49. cripton805 (Posts: 907; Member since: 18 Mar 2012)
Yup. These people are funny.
The Nokia kids are jusy jelous because W8 doesnt even support it.
I 100% bet you that once they get quads their mouth will shut about quads.
76. CanYouSeeTheLight (Posts: 712; Member since: 05 Jul 2012)
The last time i got a force close was on Android 2.1. Which was a long time ago, you windows/apple fanboys need to realize one thing, Android was once a bit unstable but it improved a lot. I only reboot my One X to flash custom ROMs on it, and i never have the force closes, glitches and lags you guys are always talking about.
21. dirtydirty00 (Posts: 248; Member since: 21 Jan 2011)
YESSSSS ive been waiting for this! woohoo. (yes i still have the TB) only until apil tho then upgrading to the S4
23. nicholassss (Posts: 348; Member since: 10 May 2012)
I'm trying to not update my phone.
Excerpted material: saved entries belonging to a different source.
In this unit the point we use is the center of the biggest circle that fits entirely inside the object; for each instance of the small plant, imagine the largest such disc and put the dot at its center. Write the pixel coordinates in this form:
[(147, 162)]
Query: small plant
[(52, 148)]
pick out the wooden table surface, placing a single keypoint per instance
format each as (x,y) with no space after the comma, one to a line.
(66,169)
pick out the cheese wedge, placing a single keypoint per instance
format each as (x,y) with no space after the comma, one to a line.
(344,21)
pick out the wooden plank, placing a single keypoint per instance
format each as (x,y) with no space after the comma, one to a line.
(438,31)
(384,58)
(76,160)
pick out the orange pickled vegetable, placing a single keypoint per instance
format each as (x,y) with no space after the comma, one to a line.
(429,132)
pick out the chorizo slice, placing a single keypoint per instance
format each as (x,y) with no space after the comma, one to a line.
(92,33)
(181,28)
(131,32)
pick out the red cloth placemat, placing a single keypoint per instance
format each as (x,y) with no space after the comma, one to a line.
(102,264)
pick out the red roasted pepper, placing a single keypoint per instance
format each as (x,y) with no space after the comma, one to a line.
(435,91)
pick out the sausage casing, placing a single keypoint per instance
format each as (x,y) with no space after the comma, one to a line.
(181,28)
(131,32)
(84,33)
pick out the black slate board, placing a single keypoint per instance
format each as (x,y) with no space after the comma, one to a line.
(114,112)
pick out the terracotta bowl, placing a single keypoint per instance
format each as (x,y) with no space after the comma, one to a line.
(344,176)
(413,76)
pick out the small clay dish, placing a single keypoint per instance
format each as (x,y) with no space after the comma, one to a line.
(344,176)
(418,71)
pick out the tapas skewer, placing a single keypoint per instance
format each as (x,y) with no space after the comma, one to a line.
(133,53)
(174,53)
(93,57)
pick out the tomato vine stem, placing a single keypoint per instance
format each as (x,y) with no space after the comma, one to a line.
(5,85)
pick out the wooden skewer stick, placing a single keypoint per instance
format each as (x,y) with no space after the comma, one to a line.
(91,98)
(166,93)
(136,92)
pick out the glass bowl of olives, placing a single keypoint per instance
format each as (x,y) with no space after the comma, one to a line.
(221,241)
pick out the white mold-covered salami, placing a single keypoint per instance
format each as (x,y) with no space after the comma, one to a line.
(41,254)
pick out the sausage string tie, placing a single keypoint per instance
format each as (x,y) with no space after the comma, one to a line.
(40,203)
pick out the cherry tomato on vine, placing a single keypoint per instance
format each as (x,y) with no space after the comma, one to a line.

Verizon keeps trying to push the update to my note 2 and I'm not havin it.
24. wendygarett (unregistered)
What reasons make you refuse to?
26. zrated (Posts: 14; Member since: 30 Jan 2013)
i think i'm missing something about mobile phones. most people, including me, who bought the thunderbolt, should still be using it as our contracts aren't up yet. the thunderbolt came out at the end of march, 2011, so two-year verizon contracts are still in effect.
i got mine on the very first day of release and i still have it. yes, i could have upgraded in october, but i wanted to wait to see what new devices would come out in the spring. i assume a lot of people are doing that, not to mention that most people didn't buy the thunderbolt on release day.
so, for people who bought a thunderbolt, but are no longer using it, how did you get out of your contract in order to get a new phone, assuming you haven't upgraded?
35. androiddownsouth (Posts: 598; Member since: 02 May 2012)
Upgrades are on a 20 month basis so those that bought it in March 2011 have been able to upgrade since late December dude.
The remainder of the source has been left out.